Yıldızlar:    Tye Sheridan, Olivia Cooke, Ben Mendelsohn

Bence: The Post (2017) gibi mat, donuk, yaşlı ve gözü arkaya bakan bir filmden sonra, Spielberg bu defa aksi yöne savrulup tempolu, genç ve geleceğe uzanan bir film yapmış. Aslında Başlat Player One (BPO) toplamda üç senelik bir proje ve Spielberg, The Post’u BPO’nun uzun post-prodüksiyon sürecinde araya sıkıştırmış. BPO; insanların sorunları çözmek yerine bu sorunlarla yaşamaya alıştıkları, hedonist (hazcı)-pragmatist (faydacı) bir tavırla Oasis adındaki bir sanal gerçeklik (VR) dünyasında ikinci hayatlar kurdukları ve elden geldiğince bu sanal dünyada kaldıkları bir distopik gelecekte geçiyor.

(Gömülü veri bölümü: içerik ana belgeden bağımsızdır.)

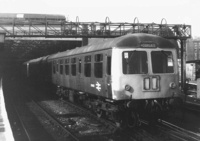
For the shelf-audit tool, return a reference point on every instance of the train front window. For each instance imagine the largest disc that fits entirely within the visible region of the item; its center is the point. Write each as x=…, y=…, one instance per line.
x=162, y=62
x=135, y=62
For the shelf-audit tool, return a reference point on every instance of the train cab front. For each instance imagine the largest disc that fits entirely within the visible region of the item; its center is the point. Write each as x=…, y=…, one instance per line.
x=145, y=76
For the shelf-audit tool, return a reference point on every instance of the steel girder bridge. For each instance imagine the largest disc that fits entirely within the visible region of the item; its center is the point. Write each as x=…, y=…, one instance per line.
x=64, y=29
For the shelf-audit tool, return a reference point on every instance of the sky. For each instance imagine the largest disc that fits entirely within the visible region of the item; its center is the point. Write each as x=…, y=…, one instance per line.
x=147, y=11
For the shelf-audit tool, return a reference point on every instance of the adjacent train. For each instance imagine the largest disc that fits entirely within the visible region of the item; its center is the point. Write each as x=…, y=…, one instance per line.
x=121, y=78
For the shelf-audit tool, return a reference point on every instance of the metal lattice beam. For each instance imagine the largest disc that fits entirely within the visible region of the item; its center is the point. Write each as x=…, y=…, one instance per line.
x=60, y=29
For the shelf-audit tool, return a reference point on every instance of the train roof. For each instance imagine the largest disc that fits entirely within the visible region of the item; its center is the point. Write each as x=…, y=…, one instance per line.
x=127, y=41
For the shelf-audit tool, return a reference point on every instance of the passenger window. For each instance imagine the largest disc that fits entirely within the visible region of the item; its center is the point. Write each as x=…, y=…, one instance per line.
x=54, y=66
x=73, y=66
x=87, y=66
x=135, y=62
x=61, y=66
x=79, y=67
x=109, y=65
x=98, y=66
x=162, y=62
x=67, y=66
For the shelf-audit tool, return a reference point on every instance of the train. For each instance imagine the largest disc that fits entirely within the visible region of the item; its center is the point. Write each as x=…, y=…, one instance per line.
x=31, y=17
x=122, y=79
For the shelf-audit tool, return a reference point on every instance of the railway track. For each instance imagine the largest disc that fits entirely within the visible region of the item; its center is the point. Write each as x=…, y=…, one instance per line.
x=167, y=131
x=178, y=132
x=68, y=122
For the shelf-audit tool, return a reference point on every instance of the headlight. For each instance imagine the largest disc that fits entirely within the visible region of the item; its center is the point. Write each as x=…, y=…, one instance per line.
x=172, y=85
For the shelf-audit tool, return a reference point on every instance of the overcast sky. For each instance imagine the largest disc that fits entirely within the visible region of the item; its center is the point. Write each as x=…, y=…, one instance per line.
x=147, y=11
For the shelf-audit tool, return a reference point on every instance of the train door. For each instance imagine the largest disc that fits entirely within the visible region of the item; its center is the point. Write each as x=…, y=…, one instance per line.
x=67, y=73
x=87, y=86
x=55, y=72
x=79, y=74
x=107, y=79
x=73, y=78
x=99, y=74
x=61, y=74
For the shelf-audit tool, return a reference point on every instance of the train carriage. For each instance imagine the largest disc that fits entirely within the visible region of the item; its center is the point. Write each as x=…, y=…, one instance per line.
x=128, y=74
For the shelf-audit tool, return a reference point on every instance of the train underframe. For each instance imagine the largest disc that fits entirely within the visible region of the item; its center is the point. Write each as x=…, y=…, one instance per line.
x=125, y=113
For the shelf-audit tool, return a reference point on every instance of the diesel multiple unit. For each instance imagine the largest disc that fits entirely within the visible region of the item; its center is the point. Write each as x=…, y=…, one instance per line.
x=120, y=78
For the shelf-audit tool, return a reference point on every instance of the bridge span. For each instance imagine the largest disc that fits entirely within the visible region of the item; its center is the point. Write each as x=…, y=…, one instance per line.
x=56, y=26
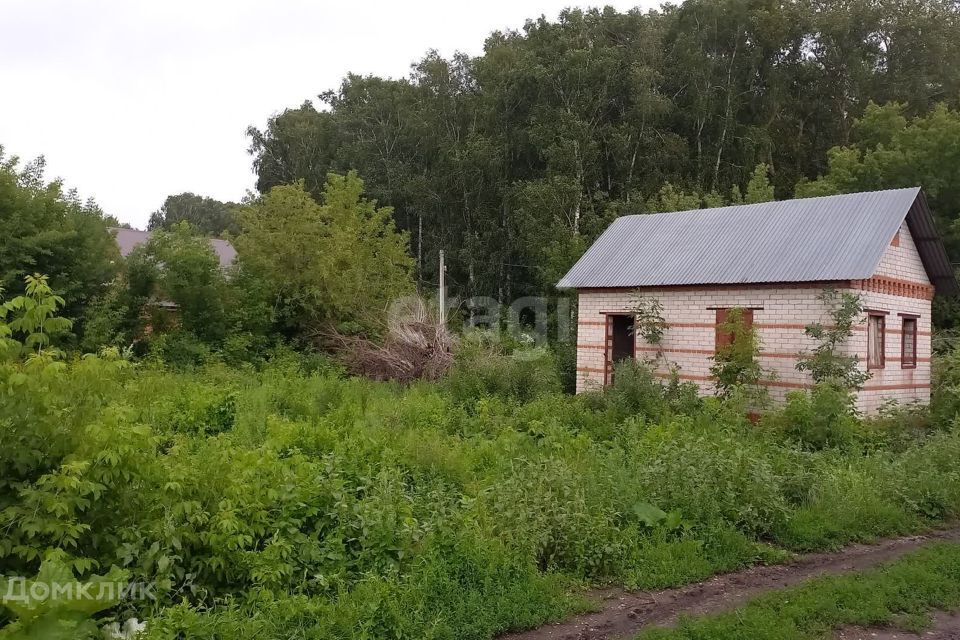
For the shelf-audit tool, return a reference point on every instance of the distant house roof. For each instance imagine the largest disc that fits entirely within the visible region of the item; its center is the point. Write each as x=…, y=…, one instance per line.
x=129, y=239
x=807, y=240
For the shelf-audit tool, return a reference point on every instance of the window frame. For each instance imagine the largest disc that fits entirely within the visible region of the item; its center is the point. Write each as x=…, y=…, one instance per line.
x=881, y=321
x=914, y=319
x=722, y=339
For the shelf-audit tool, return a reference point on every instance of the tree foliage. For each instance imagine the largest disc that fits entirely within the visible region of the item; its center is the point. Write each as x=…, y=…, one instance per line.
x=211, y=217
x=514, y=160
x=45, y=230
x=336, y=262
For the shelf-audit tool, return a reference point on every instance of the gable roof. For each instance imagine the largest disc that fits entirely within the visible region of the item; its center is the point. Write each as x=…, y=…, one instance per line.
x=806, y=240
x=129, y=239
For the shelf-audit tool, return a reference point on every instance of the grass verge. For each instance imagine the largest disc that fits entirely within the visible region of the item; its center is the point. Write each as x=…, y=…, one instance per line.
x=900, y=594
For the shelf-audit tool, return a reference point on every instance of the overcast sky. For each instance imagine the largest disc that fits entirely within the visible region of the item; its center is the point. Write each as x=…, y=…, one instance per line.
x=134, y=100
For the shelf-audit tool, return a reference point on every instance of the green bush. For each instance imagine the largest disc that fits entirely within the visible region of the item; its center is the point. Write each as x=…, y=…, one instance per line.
x=824, y=417
x=481, y=370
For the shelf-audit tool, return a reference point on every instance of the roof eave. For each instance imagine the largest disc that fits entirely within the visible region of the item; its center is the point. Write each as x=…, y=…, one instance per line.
x=933, y=254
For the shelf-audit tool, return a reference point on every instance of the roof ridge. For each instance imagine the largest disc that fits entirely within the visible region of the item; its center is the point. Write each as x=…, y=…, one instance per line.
x=768, y=203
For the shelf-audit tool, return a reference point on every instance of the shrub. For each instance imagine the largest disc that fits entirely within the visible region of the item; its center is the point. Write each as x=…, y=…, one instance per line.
x=481, y=370
x=824, y=417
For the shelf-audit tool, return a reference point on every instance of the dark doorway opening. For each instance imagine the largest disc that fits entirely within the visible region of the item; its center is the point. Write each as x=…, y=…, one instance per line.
x=620, y=342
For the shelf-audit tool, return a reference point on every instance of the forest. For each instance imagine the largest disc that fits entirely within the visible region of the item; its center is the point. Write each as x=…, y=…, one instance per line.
x=229, y=453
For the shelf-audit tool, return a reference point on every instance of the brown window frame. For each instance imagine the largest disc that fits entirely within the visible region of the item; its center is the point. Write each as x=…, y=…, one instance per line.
x=881, y=316
x=908, y=362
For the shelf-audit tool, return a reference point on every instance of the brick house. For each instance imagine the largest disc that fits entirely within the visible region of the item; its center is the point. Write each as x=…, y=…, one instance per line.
x=772, y=260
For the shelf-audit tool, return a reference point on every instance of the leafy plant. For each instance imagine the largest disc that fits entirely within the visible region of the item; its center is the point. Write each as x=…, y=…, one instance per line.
x=34, y=316
x=648, y=320
x=54, y=605
x=827, y=361
x=736, y=363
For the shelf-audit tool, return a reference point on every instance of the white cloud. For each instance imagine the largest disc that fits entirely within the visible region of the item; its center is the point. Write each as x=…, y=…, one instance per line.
x=131, y=101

Herkesin istediği karakter olabildiği, istediği avatarı kendine seçtiği-ürettiği-satın aldığı ve içinde kendi ekonomisi dönen Oasis’in yalnız ve geek kurucusu Halliday (Mark Rylance) ölünce, vasiyeti ile bir Oasis’te bir anahtar avı oyunu başlıyor: Oyunu kazanan yarım trilyon dolar kazanıp, Oasis’in de yeni sahibi olacağından; bireysel kullanıcıların yanında bir IOI isimli bir şirket de anahtarların  peşine düşünüyor ve filmin esas çatışma alanının çatısı kuruluyor: Bireyselliği ve aynı zamanda bir tür dostluk bağından doğan sinerjiyi temsil eden, başta esas oğlan Parzival (Tye Sheridan) ve esas kız Art3mis (Olivia Cooke) olmak üzere “High 5” grubu ve bunun karşısında (toplumun hedonist tavrına da karşıt olarak) realist IOI şirketi, şirketin storm-trooperlar kadar kabiliyetsiz ve harcanabilir profesyonel(!) oyuncuları ve şirketin CEO’su Nolan Sorrento…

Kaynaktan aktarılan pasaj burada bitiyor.